The doctors' skepticism is understandable, says Erin Bonura, an infectious disease doctor at OHSU, who helped treat Beckley.
"It's fairly unheard of to have worms in your eye in the U.S., unless you've traveled to a developing country. (For example, one little worm in sub-Saharan Africa, called Onchocerca volvulus, causes river blindness and infects about 37 million people worldwide). And Beckley hadn't," Bonura says. "For this reason, I knew we had to get some of these worms so we could identify them."
The worms more than obliged. Over the next few weeks, 14 worms emerged from Beckley's eyes.

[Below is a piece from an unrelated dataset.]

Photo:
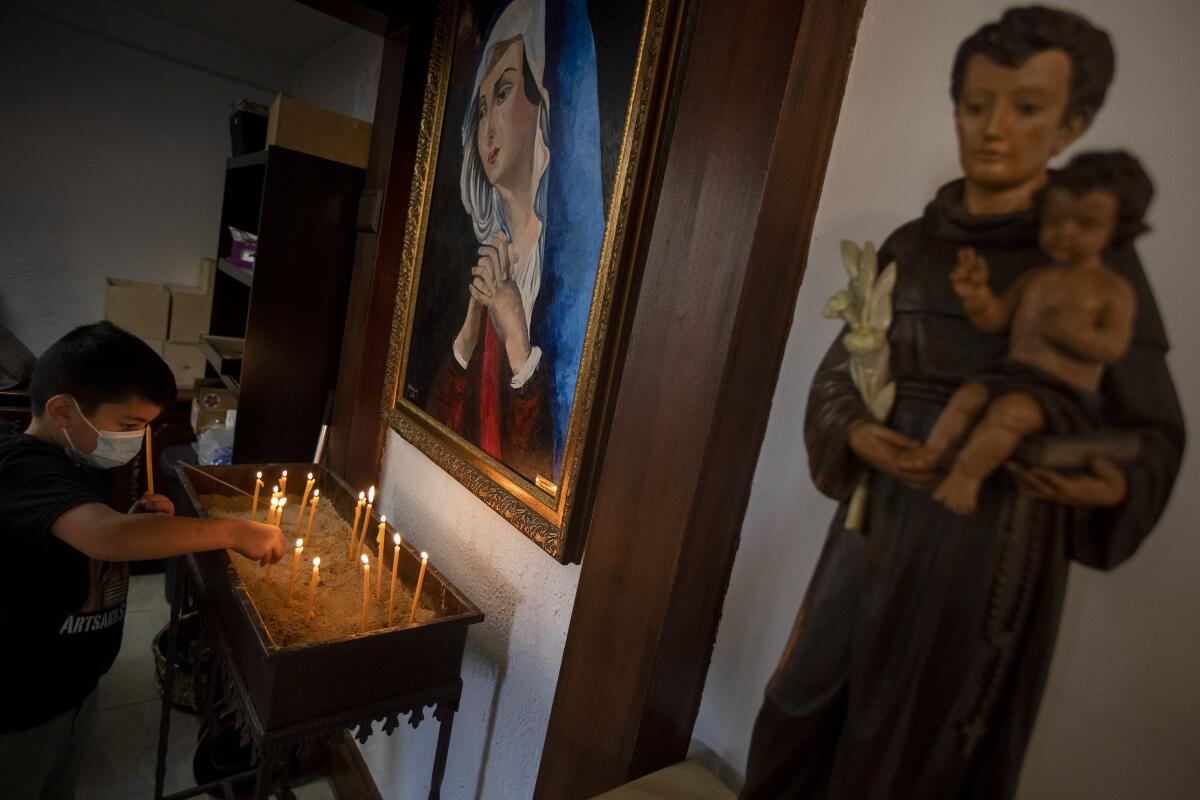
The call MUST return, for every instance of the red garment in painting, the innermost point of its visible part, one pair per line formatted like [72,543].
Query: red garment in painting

If you think that sounds creepy, just wait till you hear how the worms got in there in the first place. "It's a living nightmare," Beckley says.
Eventually, doctors sent a few of the worms to the Centers for Disease Control and Prevention. Right away, parasitologist Richard Bradbury and his team at the Parasitic Diseases Branch went to work, trying to figure out what they were.
At first, Bradbury thought the creature was a species of eye worm they've seen before in California and Utah, called Thelazia californiensis. "There have been about 10 cases of this worm since 1930," Bradbury says. "So it's extremely rare." (There's a similar species, called the oriental worm, or Thelazia callipaeda, that has infected about 150 people in Europe and Asia — so it's rare, too).
But something didn't seem quite right with that diagnosis, Bradbury says.
"While we were writing up the case, I thought, 'Maybe I should take a second look at that worm,' " Bradbury says. "I quickly realized we were wrong."
The worm from Beckley's eye had never been reported in people before, Bradbury says. To find out what it was, he says, "I had to go back in our reference collection and get a [worm] sample from 1928, with its information written in German."
In the end, Bradbury identified the culprit: the cattle eye worm, Thelazia gulosa. "The life cycle of this worm is amazing," Bradbury says. He and his colleagues published the case Monday in the American Journal of Tropical Medicine and Hygiene.
Basically, male and female worms live on the surface of a cow's eye. They mate and produce tiny larvae. "It's very romantic," Bradbury says. "They create all these baby worms."
This family of worms causes pus to pour out of the cow's eye. And then along comes a fly, lands on the pus and sucks up some of the larvae.
"The baby worms then grow into larger larvae inside the fly," Bradbury says. "And when the worms get big enough, the fly releases them back into another cow's eye — or even a human eye."
In the end, Beckley made a full recovery. Once she removed all the worms, her eye returned to normal. And she doesn't have any lingering psychological scars either, she says.
Unfortunately, for cattle, the prognosis isn't as favorable. They aren't so good at looking in mirrors and pulling worms out of their eyes. The critters hang around much longer and can cause permanent scarring, Bradbury says.
So, basically, a fly spit the worms into Beckley's eye?
"Yes, that's right," Bradbury says. "The fly vomited the worms into her eye."